Optical beam switches for multimode radiation are available commercially. These beam switches are free-beam solutions which cannot, however, be used for single-mode radiation. The switching times in these beam switches are between 50-100 ms, and the power capability is greatly dependent on the quality of the brilliance preservation between the input and the output fibre. Starting from radiation of high brilliance it is possible to couple by fibre-to-fibre coupling to a fibre with a greater beam parameter acceptance, so that radiation of medium brilliance is generated by mode excitation.
FIG. 4 shows a dual-brilliance laser machining system 40 which has a laser source 41 with high-power single-mode radiation (HP-SM) and a fibre-integrated optical beam switch 42. The single-mode radiation is implemented from the single-mode transport fibre 43 in the laser machining head 44 on fibres 45 with different beam parameter acceptance. Using this principle, each of the three radiation types mentioned above can be generated from the laser source 41. Disadvantages are, however, both the very short single-mode transport fibre (<10 m) and the extremely high power densities in the beam switch 42. The machining laser beam leaving the laser machining head 44 is denoted 46.

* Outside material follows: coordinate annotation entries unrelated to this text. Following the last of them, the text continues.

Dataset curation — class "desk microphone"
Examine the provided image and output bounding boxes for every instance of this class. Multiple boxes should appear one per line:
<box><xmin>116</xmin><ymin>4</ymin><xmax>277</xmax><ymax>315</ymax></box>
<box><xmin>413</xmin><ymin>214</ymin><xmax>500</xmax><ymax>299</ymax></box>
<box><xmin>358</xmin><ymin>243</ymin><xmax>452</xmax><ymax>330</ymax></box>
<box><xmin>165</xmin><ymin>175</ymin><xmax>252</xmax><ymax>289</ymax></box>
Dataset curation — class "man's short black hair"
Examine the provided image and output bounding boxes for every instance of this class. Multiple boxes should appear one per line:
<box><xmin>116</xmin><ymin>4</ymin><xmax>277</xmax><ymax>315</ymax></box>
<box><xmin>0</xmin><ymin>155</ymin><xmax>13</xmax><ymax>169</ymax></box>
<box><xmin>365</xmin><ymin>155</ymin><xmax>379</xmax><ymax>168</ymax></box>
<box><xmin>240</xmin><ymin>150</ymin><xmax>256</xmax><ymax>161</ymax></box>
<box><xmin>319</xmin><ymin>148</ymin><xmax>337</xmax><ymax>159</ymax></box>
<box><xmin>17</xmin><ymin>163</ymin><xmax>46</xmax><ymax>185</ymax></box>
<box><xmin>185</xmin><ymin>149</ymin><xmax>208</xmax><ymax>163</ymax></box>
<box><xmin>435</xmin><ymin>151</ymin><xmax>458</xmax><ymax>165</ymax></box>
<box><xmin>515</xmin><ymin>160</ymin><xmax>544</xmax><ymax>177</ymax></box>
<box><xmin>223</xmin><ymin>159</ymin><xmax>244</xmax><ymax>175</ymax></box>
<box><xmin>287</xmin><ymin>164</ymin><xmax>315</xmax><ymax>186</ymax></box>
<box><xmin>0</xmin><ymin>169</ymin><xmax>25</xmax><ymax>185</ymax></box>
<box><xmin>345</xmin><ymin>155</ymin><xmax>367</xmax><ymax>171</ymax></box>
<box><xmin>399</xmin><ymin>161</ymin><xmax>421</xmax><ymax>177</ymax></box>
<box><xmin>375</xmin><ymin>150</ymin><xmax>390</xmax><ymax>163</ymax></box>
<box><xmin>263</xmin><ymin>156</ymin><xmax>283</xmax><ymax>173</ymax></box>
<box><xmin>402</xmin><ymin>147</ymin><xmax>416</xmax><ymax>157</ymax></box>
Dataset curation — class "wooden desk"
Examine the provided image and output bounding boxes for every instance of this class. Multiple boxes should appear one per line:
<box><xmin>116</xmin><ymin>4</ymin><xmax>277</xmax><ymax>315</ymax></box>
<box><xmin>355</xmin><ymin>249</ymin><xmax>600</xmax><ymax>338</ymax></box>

FIG. 5 shows a further commercial dual-brilliance laser machining system 50, which has a laser source 51 with high-power multimode radiation (HP-MM) and a multi-clad transport fibre 52. The radiation of the laser source 51 is coupled into either the inner fibre core 52a or an outer fibre core 52b which surrounds the inner fibre core 52a annularly, in order to obtain radiation with different brilliancies in the laser machining head 53. The machining laser beam leaving the laser machining head 53 is denoted 54. For cutting applications, the laser radiation is coupled into the inner fibre core 52a, which is typically 100 μm in size, of the multi-clad transport fibre 52. For welding applications, a suitable wedge is additionally introduced into the free propagation beam of the laser beam. The resulting beam shift upstream of a focusing lens effects a displacement of the focal point from the inner fibre core 52a of the multi-clad transport fibre 52 into the outer fibre core 52b which, with an outside diameter of 400 μm to 600 μm, is far larger. Two different brilliances can thus be selected from only one transport fibre by simple and also rapid switching. However, owing to the free propagation beam coupling, this, principle can be used in the high-power field only in the multimode range.